Progetto Pass, prevenire è meglio che curare
Promosso inizialmente dal Rotary Club di Novi in collaborazione con il reparto di urologia dellospedale San Giacomo di Novi, ha l'obiettivo di fornire ai giovani di oggi, papà di domani, le corrette informazioni e le opportunità di diagnosi e trattamento delle eventuali problematiche uro-andrologiche
Promosso inizialmente dal Rotary Club di Novi in collaborazione con il reparto di urologia dell?ospedale San Giacomo di Novi, ha l'obiettivo di fornire ai giovani di oggi, papà di domani, le corrette informazioni e le opportunità di diagnosi e trattamento delle eventuali problematiche uro-andrologiche
NOVI LIGURE – Prevenire è meglio che curare. Non si tratta di un semplice modo di dire ma realtà. E il progetto Pass (progetto andrologico di screening per studenti) promosso inizialmente dal Rotary Club di Novi in collaborazione con il reparto di urologia dell’ospedale San Giacomo di Novi, diretto dal dottor Franco Montefiore e oggi sostenuto anche da altri club rotariani di Alessandria, Tortona e Gavi, ha come obiettivo proprio quello di fornire ai giovani di oggi, papà di domani, le corrette informazioni e le opportunità di diagnosi e trattamento delle eventuali problematiche uro-andrologiche al fine di entrare, con serenità, nell’età adulta.

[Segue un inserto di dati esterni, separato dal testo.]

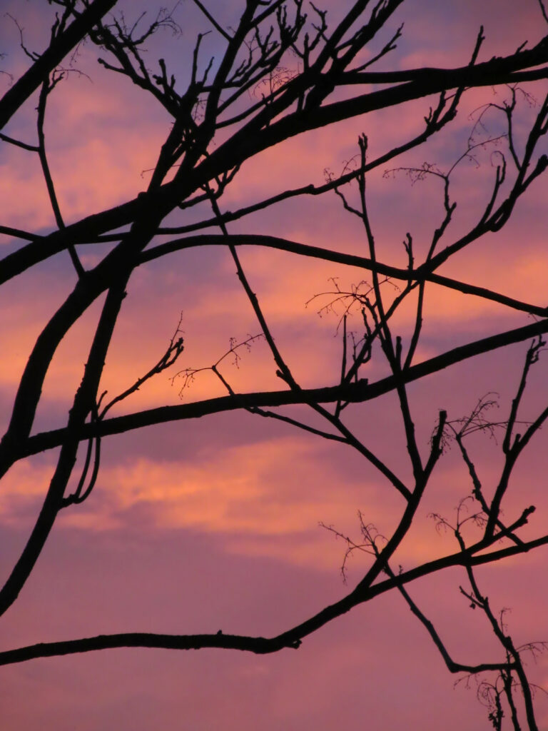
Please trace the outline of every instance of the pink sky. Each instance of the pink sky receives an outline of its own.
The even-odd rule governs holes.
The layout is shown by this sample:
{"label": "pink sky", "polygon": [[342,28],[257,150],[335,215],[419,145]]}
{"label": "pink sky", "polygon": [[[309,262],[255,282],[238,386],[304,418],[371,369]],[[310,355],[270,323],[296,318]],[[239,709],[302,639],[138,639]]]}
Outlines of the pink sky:
{"label": "pink sky", "polygon": [[[128,15],[143,2],[121,3]],[[212,0],[208,7],[224,25],[234,22],[235,0]],[[341,7],[329,3],[337,17]],[[343,4],[346,5],[346,4]],[[348,4],[349,6],[350,4]],[[207,23],[183,3],[175,18],[181,38],[165,31],[152,43],[168,66],[186,72],[184,63],[197,32]],[[480,7],[481,6],[481,7]],[[47,42],[51,8],[33,0],[2,4],[24,26],[29,45]],[[330,17],[330,16],[328,16]],[[536,0],[420,0],[404,3],[390,21],[405,21],[398,50],[383,68],[464,65],[480,24],[487,37],[481,60],[512,53],[546,33]],[[387,37],[388,37],[387,36]],[[28,65],[17,46],[17,29],[7,19],[0,27],[4,67],[16,75]],[[387,39],[383,37],[383,40]],[[205,48],[221,45],[214,35]],[[91,44],[82,50],[80,67],[91,76],[70,74],[51,96],[47,141],[63,215],[67,222],[130,200],[148,185],[170,119],[128,80],[106,72]],[[155,56],[156,57],[156,56]],[[151,61],[152,64],[152,61]],[[0,76],[0,94],[7,79]],[[530,87],[539,99],[546,82]],[[463,151],[479,105],[504,98],[504,90],[487,88],[465,96],[449,130],[395,165],[435,163],[449,167]],[[421,129],[431,99],[340,123],[305,137],[293,137],[246,163],[221,199],[221,210],[235,210],[285,187],[321,184],[324,170],[339,173],[357,152],[365,132],[371,154],[400,143]],[[28,100],[4,130],[34,140],[36,99]],[[522,105],[524,125],[534,114]],[[496,122],[492,122],[493,129]],[[545,150],[541,151],[546,151]],[[492,181],[491,151],[478,153],[479,167],[461,164],[453,196],[458,201],[447,241],[481,209]],[[392,167],[390,165],[387,167]],[[441,187],[435,180],[411,186],[403,173],[368,180],[372,225],[379,259],[404,267],[402,241],[413,232],[417,252],[443,216]],[[546,303],[545,183],[532,186],[510,223],[457,255],[442,273],[490,287],[539,305]],[[39,166],[31,153],[0,143],[0,192],[4,225],[39,232],[55,228]],[[350,194],[355,195],[356,191]],[[357,200],[357,199],[356,199]],[[205,209],[203,215],[208,217]],[[178,212],[170,224],[189,219]],[[286,202],[242,221],[230,232],[283,236],[337,251],[367,256],[360,222],[328,194],[321,199]],[[17,242],[2,235],[7,253]],[[85,266],[104,249],[80,247]],[[335,383],[340,341],[335,336],[341,311],[322,313],[328,298],[308,300],[332,288],[363,278],[362,271],[259,247],[242,247],[246,272],[259,298],[276,343],[305,387]],[[13,395],[28,352],[51,314],[74,286],[66,252],[26,272],[0,290],[0,417],[9,420]],[[34,431],[64,425],[81,379],[101,302],[96,303],[61,343],[48,374]],[[229,338],[260,331],[227,251],[202,247],[173,254],[134,272],[124,301],[102,390],[113,396],[145,372],[161,355],[182,313],[186,349],[178,369],[214,362]],[[530,322],[481,300],[431,287],[417,360],[471,339]],[[408,308],[395,327],[408,337]],[[359,311],[349,327],[360,329]],[[481,356],[409,387],[419,444],[427,454],[440,409],[460,417],[490,391],[500,394],[500,414],[509,409],[526,344]],[[534,418],[547,396],[546,355],[530,376],[525,417]],[[222,372],[236,390],[275,389],[272,356],[264,342],[242,352],[239,368],[230,359]],[[115,411],[119,414],[180,403],[180,378],[164,374]],[[373,365],[368,375],[384,374]],[[198,374],[183,393],[183,402],[224,395],[211,374]],[[394,394],[349,408],[349,424],[371,449],[411,477]],[[113,414],[114,414],[113,411]],[[298,417],[302,408],[286,412]],[[478,469],[487,484],[502,464],[500,448],[486,436],[471,440]],[[500,445],[499,445],[500,447]],[[403,507],[372,467],[348,447],[322,442],[302,431],[245,412],[229,412],[193,421],[148,428],[104,440],[99,480],[81,506],[63,511],[15,604],[2,618],[1,648],[119,632],[189,634],[215,632],[275,635],[303,621],[346,594],[359,580],[365,556],[350,561],[348,585],[339,572],[344,545],[319,527],[332,524],[359,536],[357,510],[389,534]],[[25,544],[39,510],[55,463],[45,453],[16,464],[0,492],[0,575],[4,579]],[[526,450],[514,476],[517,494],[506,510],[535,504],[525,535],[543,532],[548,511],[544,476],[548,470],[546,429]],[[449,534],[436,531],[430,512],[451,518],[458,501],[471,491],[465,467],[455,447],[436,468],[416,527],[395,558],[404,568],[456,549]],[[511,610],[507,621],[516,643],[548,640],[547,549],[478,570],[491,604]],[[451,569],[411,585],[410,592],[446,640],[455,659],[494,662],[500,649],[484,618],[469,610],[459,594],[463,572]],[[482,624],[483,623],[483,624]],[[533,682],[548,690],[548,655],[528,662]],[[392,593],[354,609],[306,638],[298,651],[273,656],[221,650],[180,652],[128,649],[42,659],[0,667],[0,713],[7,731],[102,729],[189,729],[206,731],[289,731],[368,728],[489,727],[487,711],[476,697],[475,681],[454,687],[452,676],[425,629],[399,595]],[[548,728],[548,700],[539,692],[539,727]]]}

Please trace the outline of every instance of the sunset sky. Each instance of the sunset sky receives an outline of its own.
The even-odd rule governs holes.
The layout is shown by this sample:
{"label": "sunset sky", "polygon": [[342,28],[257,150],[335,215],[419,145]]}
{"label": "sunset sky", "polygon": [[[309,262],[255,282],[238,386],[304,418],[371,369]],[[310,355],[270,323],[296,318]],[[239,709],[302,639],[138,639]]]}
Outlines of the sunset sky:
{"label": "sunset sky", "polygon": [[[328,9],[328,21],[334,24],[351,4],[324,0],[320,7]],[[223,27],[235,24],[243,5],[236,0],[207,2]],[[124,0],[118,8],[125,10],[131,24],[145,8],[153,17],[153,7],[144,0]],[[0,74],[1,95],[10,83],[8,74],[16,79],[30,64],[19,47],[12,18],[24,29],[28,47],[42,50],[53,9],[43,0],[1,0],[0,10],[0,53],[6,54],[0,72],[7,72]],[[156,59],[164,58],[183,89],[196,35],[210,28],[190,0],[178,4],[173,17],[181,34],[160,29],[148,44],[147,63],[156,69]],[[377,52],[402,23],[397,48],[380,61],[379,70],[465,65],[482,25],[486,40],[480,61],[511,54],[525,41],[531,47],[548,33],[538,0],[406,0],[368,53]],[[218,57],[224,48],[222,39],[212,32],[204,39],[203,58]],[[46,144],[66,224],[145,190],[170,129],[165,110],[129,79],[99,65],[98,55],[91,42],[81,46],[75,60],[77,70],[67,74],[47,104]],[[518,94],[515,118],[522,142],[520,132],[530,125],[548,84],[537,82],[526,89],[528,96]],[[482,105],[501,105],[508,93],[487,87],[465,94],[456,118],[438,136],[368,176],[369,212],[381,261],[406,265],[402,242],[408,232],[417,258],[424,257],[444,215],[439,178],[413,183],[405,170],[387,169],[426,162],[446,171],[465,150]],[[256,94],[260,96],[260,90]],[[37,99],[32,96],[14,115],[3,130],[6,135],[34,143]],[[221,211],[287,188],[321,185],[326,170],[338,175],[352,164],[361,133],[368,135],[369,154],[375,157],[417,134],[435,103],[434,98],[410,102],[293,137],[267,150],[242,166],[220,200]],[[500,116],[489,113],[482,121],[483,126],[476,127],[478,140],[501,133]],[[548,152],[544,145],[539,153]],[[455,169],[451,195],[457,205],[446,243],[481,216],[501,151],[503,143],[478,148]],[[545,306],[547,179],[531,186],[500,232],[456,255],[441,273]],[[356,186],[347,192],[352,205],[358,205]],[[42,235],[56,228],[37,156],[2,142],[0,212],[2,225]],[[210,216],[207,206],[178,211],[165,225]],[[290,200],[229,223],[228,230],[368,256],[361,221],[344,211],[333,192]],[[173,238],[159,237],[156,243]],[[0,246],[4,256],[21,241],[0,235]],[[80,246],[84,266],[96,264],[109,246]],[[297,382],[303,387],[335,385],[343,308],[329,306],[334,298],[329,294],[332,278],[346,291],[368,279],[368,273],[259,246],[242,246],[239,253]],[[4,428],[36,338],[75,283],[64,251],[0,288],[0,422]],[[383,287],[391,296],[392,285]],[[99,298],[62,341],[33,433],[66,424],[102,301]],[[165,351],[180,319],[185,349],[178,363],[114,407],[112,415],[226,393],[211,371],[197,374],[188,384],[180,374],[210,366],[229,348],[230,338],[241,342],[260,333],[224,247],[180,251],[135,270],[100,391],[107,390],[113,398],[145,373]],[[523,313],[430,285],[415,361],[531,322]],[[395,318],[392,330],[408,340],[413,325],[414,309],[408,306]],[[349,330],[362,335],[357,307],[351,311]],[[492,393],[500,404],[493,418],[507,418],[528,344],[494,351],[409,385],[423,457],[441,409],[455,419]],[[235,391],[282,387],[264,340],[238,354],[237,364],[229,356],[219,366]],[[547,368],[544,353],[530,374],[520,416],[525,420],[536,418],[548,403]],[[360,374],[371,381],[388,372],[377,353]],[[302,406],[282,412],[321,424]],[[369,448],[401,479],[412,478],[395,394],[349,406],[345,414]],[[509,520],[524,507],[536,507],[525,537],[544,534],[548,524],[546,439],[545,428],[525,450],[504,504]],[[503,463],[500,440],[479,434],[469,446],[484,484],[494,484]],[[349,447],[243,411],[111,436],[103,441],[102,450],[93,493],[83,504],[61,512],[29,580],[1,618],[0,651],[121,632],[221,629],[275,635],[338,601],[370,565],[367,554],[355,554],[345,586],[340,571],[344,543],[319,523],[359,539],[360,511],[366,523],[389,536],[403,507],[401,496]],[[2,480],[2,581],[25,545],[57,456],[56,450],[21,461]],[[436,467],[416,525],[395,555],[395,568],[409,569],[456,550],[450,531],[437,530],[430,514],[452,521],[459,501],[471,492],[468,471],[454,447]],[[548,641],[547,564],[544,547],[477,571],[491,605],[497,612],[508,610],[505,621],[518,645]],[[455,660],[501,660],[485,618],[472,612],[459,591],[466,582],[463,569],[451,569],[408,589]],[[531,681],[548,692],[548,653],[526,660]],[[327,624],[297,651],[262,656],[218,649],[116,649],[2,667],[0,718],[7,731],[488,729],[476,680],[455,686],[462,677],[447,671],[424,627],[394,591]],[[548,694],[539,690],[536,703],[539,727],[548,728]]]}

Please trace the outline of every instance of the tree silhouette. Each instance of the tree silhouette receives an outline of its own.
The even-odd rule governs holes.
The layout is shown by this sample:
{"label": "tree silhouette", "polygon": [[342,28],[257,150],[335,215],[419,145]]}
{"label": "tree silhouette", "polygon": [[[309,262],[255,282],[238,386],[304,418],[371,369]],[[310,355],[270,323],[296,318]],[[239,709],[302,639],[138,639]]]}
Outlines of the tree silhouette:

Fino a oggi il dottor Franco Montefiore con il suo staff ha incontrato 1515 studenti delle quarte e quinte classi degli istituti superiori di Novi, Tortona e Ovada. Agli incontri seguono, per chi ovviamente lo desidera, le visite andrologiche presso le strutture scolastiche o presso l’ambulatorio andrologico.
“Il 48% (346 allievi) dei giovani contattati si è sottoposto alla visita andrologica”, ha detto Montefiore. I ragazzi che dalla visita e dagli esami hanno avuto un riscontro di patologie andrologiche sono stati 146, le patologie riscontrare 172. Nella maggior parte dei casi le patologie riscontrate sono state la varicocele e malformazioni a carico dell’apparato genitale.
“Da un nostro sondaggio fra gli studenti contattati – continua Montefiore – più di tre quarti dei ragazzi sono favorevoli all’iniziativa Pass”. La prevenzione andrologica in Italia è stata a lungo trascurata e con l’abolizione della visita di leva, che in passato costituiva l’unica forma di screening su larga scala, è venuta a mancare l’unica attività di screening preventiva.
Il progetto, partito nel 2010 da Novi, è stato un “apri pista” che ha raccolto consenso e seguito sia a livello locale (Pass è stato infatti ‘esportato’ a Alessandria in collaborazione con il dottor Riccardo Cavoli del reparto di urologia dell’ospedale civile del capoluogo), sia fuori dai confini alessandrini come nel Ponente Ligure da Ventimiglia a Varazze e nel torinese a Savigliano, Chiasso, Ivrea e Ciriè.
“Il progetto proseguirà anche quest’anno – conclude Montefiore – A partire dal gennaio prossimo inizieranno nuovamente gli incontri nelle scuole superiori novesi e fino a giugno andremo negli istituti superiori della zona”.